Ken Tyrrell began his own racing team in 1958, running Formula Two cars for himself and others, but retired from driving the following year. Tyrrell became adept at spotting talent in Formula Two and gave single-seater debuts to John Surtees, Jacky Ickx and most famously Jackie Stewart. Tyrrell was recruited to run the BRM Formula Two team while Stewart moved up into F1 with the BRM senior team and the two were reunited in 1968 when Tyrrell started a Formula One team in partnership with French manufacturer Matra. Tyrrell-Matra and Stewart were strong contenders from the off and won the 1969 championship, and Tyrrell as a solo concern won the inaugural Constructors’ title in 1971 with Stewart taking drivers’ titles in 71 and 73. After Stewart’s retirement that year, Tyrrell continued having some success with his replacement Jody Scheckter and gained a reputation for innovation, most famously with the 1976-77 six-wheeled P34, but as the late 70s wore on, results dropped off. 1977 saw the team’s first winless year since its formation, followed by a lucky win at Monaco for Patrick Depailler to prevent the same in 1978. 1979 saw two third places apiece for Depailler and Didier Pironi as the highlights of the season and 1980 was even worse with Derek Daly’s two fourth places the best results as the team scored a mere twelve points.
For 1981, “Uncle Ken”‘s team had lost its sponsorship deal with Candy and would be heavily reliant on pay-drivers until a new sponsorship deal could be found. Lining up at Long Beach were two US drivers in Eddie Cheever and Kevin Cogan, but few expected the pairing to last the season if someone came along with a better offer.
3. Eddie Cheever
Born in Phoenix but brought up in Rome, Eddie Cheever raced karts and won the Italian and European championships at age 15, working his way up to Formula Two and getting his F1 debut in 1978 at just 20 years old. Two failures to qualify for Theodore and a retirement for Hesketh saw him not driving in 1979, but in 1980 he was back with a full-time drive for the Italian Osella team. Despite only posting one finish – 12th – in a sea of retirements and non-qualifications, he impressed Ken Tyrrell enough to get a seat at the team for 1981, not least in the hopes of attracting American sponsors before the Long Beach race.

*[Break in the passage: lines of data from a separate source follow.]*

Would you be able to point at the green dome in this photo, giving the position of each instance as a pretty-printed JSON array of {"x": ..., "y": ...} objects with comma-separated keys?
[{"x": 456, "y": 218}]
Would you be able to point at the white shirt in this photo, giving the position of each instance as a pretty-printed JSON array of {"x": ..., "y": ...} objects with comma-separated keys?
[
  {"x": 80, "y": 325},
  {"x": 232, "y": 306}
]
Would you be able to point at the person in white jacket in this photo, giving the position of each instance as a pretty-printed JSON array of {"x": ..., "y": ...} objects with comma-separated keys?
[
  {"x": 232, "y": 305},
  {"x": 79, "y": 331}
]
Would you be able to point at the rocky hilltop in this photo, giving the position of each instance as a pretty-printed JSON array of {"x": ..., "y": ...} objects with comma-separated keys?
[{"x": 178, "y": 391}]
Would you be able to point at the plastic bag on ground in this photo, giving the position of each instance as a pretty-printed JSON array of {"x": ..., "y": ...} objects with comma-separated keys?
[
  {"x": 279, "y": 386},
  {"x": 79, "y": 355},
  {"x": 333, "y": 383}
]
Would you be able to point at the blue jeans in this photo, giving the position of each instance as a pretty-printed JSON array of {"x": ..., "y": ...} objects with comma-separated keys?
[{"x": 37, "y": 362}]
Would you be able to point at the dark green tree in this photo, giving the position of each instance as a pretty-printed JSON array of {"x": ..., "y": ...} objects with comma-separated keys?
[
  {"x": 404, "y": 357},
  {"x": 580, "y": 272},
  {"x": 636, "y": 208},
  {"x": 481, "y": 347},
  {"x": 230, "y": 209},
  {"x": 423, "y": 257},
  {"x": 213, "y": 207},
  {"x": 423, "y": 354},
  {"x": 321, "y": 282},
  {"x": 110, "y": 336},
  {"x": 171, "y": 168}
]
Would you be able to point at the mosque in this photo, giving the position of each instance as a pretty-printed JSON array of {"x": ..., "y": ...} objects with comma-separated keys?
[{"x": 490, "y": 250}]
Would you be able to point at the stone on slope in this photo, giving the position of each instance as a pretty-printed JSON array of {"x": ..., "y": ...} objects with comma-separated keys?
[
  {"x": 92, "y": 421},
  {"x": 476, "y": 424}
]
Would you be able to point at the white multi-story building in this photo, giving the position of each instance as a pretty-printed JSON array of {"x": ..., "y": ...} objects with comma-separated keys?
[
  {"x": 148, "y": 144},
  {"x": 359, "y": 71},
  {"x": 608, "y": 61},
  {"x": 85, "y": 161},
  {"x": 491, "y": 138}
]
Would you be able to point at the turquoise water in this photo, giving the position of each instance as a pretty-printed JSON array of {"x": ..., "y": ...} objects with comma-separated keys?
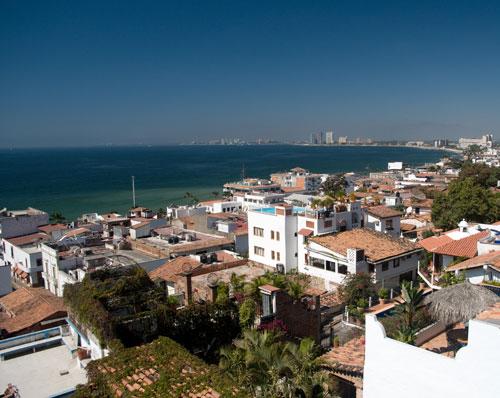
[{"x": 74, "y": 181}]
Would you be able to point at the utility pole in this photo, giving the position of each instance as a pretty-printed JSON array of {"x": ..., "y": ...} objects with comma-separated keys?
[{"x": 133, "y": 190}]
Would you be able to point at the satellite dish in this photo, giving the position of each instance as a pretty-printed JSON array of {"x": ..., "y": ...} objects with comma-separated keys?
[{"x": 212, "y": 279}]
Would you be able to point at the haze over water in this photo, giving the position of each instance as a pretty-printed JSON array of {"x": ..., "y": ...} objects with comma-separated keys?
[{"x": 79, "y": 180}]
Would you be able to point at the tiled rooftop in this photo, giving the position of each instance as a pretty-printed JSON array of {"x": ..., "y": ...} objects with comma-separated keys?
[
  {"x": 377, "y": 246},
  {"x": 27, "y": 306}
]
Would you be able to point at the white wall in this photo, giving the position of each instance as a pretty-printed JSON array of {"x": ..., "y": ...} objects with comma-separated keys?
[
  {"x": 286, "y": 246},
  {"x": 22, "y": 225},
  {"x": 399, "y": 369}
]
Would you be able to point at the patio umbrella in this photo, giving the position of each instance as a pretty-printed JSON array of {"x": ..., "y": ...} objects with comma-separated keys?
[{"x": 459, "y": 303}]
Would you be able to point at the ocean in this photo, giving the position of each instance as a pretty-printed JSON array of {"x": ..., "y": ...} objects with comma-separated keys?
[{"x": 78, "y": 180}]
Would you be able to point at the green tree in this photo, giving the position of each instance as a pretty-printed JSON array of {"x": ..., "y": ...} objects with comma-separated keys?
[
  {"x": 268, "y": 367},
  {"x": 356, "y": 287},
  {"x": 465, "y": 200},
  {"x": 57, "y": 218},
  {"x": 334, "y": 185},
  {"x": 407, "y": 311},
  {"x": 247, "y": 313},
  {"x": 191, "y": 198},
  {"x": 482, "y": 174},
  {"x": 161, "y": 212}
]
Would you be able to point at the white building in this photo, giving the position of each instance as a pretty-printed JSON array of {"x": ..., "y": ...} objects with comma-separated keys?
[
  {"x": 393, "y": 367},
  {"x": 272, "y": 236},
  {"x": 275, "y": 233},
  {"x": 257, "y": 200},
  {"x": 395, "y": 166},
  {"x": 486, "y": 141},
  {"x": 21, "y": 222},
  {"x": 383, "y": 219},
  {"x": 221, "y": 206},
  {"x": 329, "y": 138},
  {"x": 298, "y": 178},
  {"x": 331, "y": 257},
  {"x": 24, "y": 256}
]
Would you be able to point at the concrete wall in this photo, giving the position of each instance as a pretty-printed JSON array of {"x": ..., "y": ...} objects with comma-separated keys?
[
  {"x": 398, "y": 369},
  {"x": 286, "y": 225},
  {"x": 5, "y": 281},
  {"x": 21, "y": 225}
]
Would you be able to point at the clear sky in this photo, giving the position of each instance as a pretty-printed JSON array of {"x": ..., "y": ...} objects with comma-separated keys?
[{"x": 159, "y": 72}]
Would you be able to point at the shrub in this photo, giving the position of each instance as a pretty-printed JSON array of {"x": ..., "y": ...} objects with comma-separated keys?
[
  {"x": 247, "y": 313},
  {"x": 383, "y": 293}
]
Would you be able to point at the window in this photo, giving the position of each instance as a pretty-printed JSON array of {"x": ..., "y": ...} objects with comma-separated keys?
[
  {"x": 258, "y": 231},
  {"x": 318, "y": 263},
  {"x": 259, "y": 251},
  {"x": 267, "y": 305},
  {"x": 342, "y": 269}
]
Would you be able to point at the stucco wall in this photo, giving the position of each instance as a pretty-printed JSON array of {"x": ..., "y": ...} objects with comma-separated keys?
[{"x": 398, "y": 369}]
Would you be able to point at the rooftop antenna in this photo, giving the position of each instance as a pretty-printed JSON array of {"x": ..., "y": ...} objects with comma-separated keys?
[{"x": 133, "y": 190}]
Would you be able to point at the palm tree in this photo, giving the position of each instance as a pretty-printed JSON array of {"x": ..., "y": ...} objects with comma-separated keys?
[{"x": 412, "y": 303}]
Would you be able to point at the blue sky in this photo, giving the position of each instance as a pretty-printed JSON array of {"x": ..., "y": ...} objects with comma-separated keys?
[{"x": 92, "y": 73}]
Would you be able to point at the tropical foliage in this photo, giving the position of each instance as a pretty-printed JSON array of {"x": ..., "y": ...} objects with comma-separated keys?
[
  {"x": 356, "y": 287},
  {"x": 407, "y": 311},
  {"x": 334, "y": 185},
  {"x": 265, "y": 366},
  {"x": 465, "y": 199},
  {"x": 171, "y": 372}
]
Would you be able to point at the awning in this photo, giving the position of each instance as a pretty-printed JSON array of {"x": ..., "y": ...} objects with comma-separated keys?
[{"x": 306, "y": 232}]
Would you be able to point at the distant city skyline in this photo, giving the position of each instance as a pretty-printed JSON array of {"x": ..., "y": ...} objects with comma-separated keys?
[{"x": 157, "y": 73}]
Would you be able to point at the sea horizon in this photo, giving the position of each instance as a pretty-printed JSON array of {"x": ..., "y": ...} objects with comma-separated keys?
[{"x": 78, "y": 180}]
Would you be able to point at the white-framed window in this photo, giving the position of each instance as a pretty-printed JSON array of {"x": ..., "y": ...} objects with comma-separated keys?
[
  {"x": 258, "y": 231},
  {"x": 259, "y": 251}
]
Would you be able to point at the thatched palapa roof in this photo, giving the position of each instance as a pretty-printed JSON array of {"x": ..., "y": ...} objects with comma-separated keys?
[{"x": 459, "y": 303}]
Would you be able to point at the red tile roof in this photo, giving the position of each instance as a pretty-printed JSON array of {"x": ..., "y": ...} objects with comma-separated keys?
[
  {"x": 492, "y": 258},
  {"x": 348, "y": 357},
  {"x": 383, "y": 211},
  {"x": 170, "y": 270},
  {"x": 26, "y": 307},
  {"x": 305, "y": 232},
  {"x": 465, "y": 247},
  {"x": 377, "y": 246}
]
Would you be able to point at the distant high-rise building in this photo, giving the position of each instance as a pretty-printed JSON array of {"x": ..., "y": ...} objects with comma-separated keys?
[{"x": 329, "y": 137}]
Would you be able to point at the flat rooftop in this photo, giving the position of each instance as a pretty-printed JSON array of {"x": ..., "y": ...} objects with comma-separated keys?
[{"x": 37, "y": 375}]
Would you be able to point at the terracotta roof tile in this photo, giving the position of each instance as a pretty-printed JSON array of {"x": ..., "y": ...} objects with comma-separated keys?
[
  {"x": 377, "y": 246},
  {"x": 383, "y": 211},
  {"x": 26, "y": 307},
  {"x": 465, "y": 247},
  {"x": 492, "y": 258},
  {"x": 171, "y": 269},
  {"x": 350, "y": 356}
]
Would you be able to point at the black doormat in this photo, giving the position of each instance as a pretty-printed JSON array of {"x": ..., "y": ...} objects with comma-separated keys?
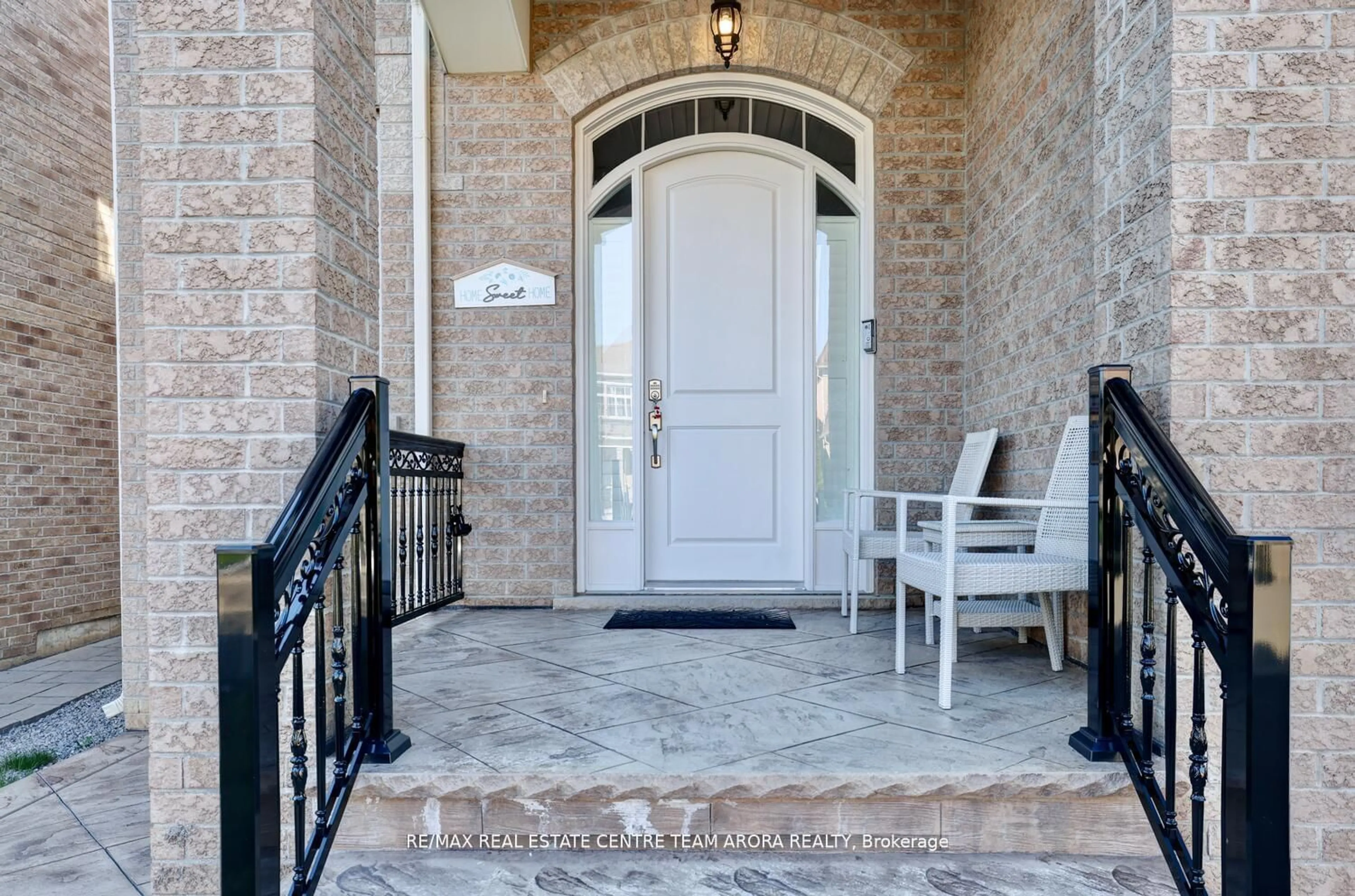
[{"x": 701, "y": 620}]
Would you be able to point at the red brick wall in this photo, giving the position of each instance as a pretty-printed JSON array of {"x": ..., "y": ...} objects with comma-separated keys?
[{"x": 59, "y": 438}]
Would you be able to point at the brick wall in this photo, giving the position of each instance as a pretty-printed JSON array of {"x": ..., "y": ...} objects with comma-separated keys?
[
  {"x": 503, "y": 178},
  {"x": 258, "y": 185},
  {"x": 59, "y": 415},
  {"x": 132, "y": 383},
  {"x": 1029, "y": 288},
  {"x": 1265, "y": 347}
]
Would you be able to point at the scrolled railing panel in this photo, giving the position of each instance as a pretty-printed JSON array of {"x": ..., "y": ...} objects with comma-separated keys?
[
  {"x": 322, "y": 583},
  {"x": 426, "y": 478},
  {"x": 1236, "y": 595}
]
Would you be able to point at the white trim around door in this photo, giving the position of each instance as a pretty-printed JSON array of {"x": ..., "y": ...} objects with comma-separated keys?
[{"x": 613, "y": 330}]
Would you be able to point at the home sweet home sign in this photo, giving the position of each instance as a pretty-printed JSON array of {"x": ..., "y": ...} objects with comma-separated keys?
[{"x": 505, "y": 285}]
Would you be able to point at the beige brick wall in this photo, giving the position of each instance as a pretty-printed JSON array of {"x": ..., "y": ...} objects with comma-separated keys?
[
  {"x": 132, "y": 383},
  {"x": 503, "y": 180},
  {"x": 59, "y": 415},
  {"x": 258, "y": 185},
  {"x": 1263, "y": 352},
  {"x": 1029, "y": 286}
]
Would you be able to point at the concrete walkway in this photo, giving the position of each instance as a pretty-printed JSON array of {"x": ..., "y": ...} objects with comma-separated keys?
[
  {"x": 37, "y": 688},
  {"x": 80, "y": 826},
  {"x": 737, "y": 873}
]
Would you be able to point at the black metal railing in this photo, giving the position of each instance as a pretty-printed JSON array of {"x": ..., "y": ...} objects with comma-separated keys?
[
  {"x": 327, "y": 570},
  {"x": 1236, "y": 595},
  {"x": 429, "y": 524}
]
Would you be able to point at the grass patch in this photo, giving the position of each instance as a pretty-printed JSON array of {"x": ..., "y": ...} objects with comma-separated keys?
[{"x": 24, "y": 764}]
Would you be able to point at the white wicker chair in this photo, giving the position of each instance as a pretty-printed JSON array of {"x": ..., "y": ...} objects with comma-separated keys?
[
  {"x": 869, "y": 544},
  {"x": 1058, "y": 564}
]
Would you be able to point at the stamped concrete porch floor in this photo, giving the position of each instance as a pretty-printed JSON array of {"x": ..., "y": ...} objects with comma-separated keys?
[{"x": 538, "y": 692}]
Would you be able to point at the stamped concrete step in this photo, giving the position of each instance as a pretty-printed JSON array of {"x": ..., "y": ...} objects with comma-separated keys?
[
  {"x": 1091, "y": 812},
  {"x": 594, "y": 873}
]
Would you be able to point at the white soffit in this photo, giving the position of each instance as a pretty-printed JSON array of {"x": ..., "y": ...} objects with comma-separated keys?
[{"x": 482, "y": 36}]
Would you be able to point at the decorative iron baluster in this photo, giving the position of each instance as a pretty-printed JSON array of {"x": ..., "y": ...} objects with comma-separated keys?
[
  {"x": 322, "y": 712},
  {"x": 357, "y": 597},
  {"x": 403, "y": 541},
  {"x": 339, "y": 673},
  {"x": 1126, "y": 625},
  {"x": 434, "y": 541},
  {"x": 299, "y": 767},
  {"x": 1198, "y": 768},
  {"x": 419, "y": 543},
  {"x": 1170, "y": 715},
  {"x": 1148, "y": 661},
  {"x": 460, "y": 545},
  {"x": 453, "y": 539}
]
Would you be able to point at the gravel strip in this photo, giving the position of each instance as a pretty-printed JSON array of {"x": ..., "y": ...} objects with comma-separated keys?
[{"x": 68, "y": 730}]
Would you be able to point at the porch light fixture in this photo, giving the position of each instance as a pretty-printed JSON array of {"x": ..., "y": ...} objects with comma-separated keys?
[{"x": 727, "y": 21}]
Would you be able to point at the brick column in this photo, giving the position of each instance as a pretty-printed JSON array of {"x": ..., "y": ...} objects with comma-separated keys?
[
  {"x": 259, "y": 234},
  {"x": 1263, "y": 213}
]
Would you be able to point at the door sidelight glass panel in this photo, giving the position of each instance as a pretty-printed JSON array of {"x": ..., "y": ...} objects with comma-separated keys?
[
  {"x": 837, "y": 353},
  {"x": 612, "y": 474}
]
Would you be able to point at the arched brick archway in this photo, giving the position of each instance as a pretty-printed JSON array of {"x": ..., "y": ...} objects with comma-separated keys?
[{"x": 792, "y": 40}]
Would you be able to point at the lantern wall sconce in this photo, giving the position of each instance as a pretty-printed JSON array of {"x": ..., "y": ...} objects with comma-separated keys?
[{"x": 727, "y": 21}]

Born in California, Kevin Cogan progressed through the junior Formulae in the US circuit, and would eventually go on to have a long career in American open-wheel racing. Drafted in by the RAM team to drive a customer Williams car in the 1980 Canadian Grand Prix, he failed to qualify in the same car driven by the winner, Alan Jones. Signed by Tyrrell on a pay-by-race basis, his first race would be his home round; the Long Beach Grand Prix of 1981.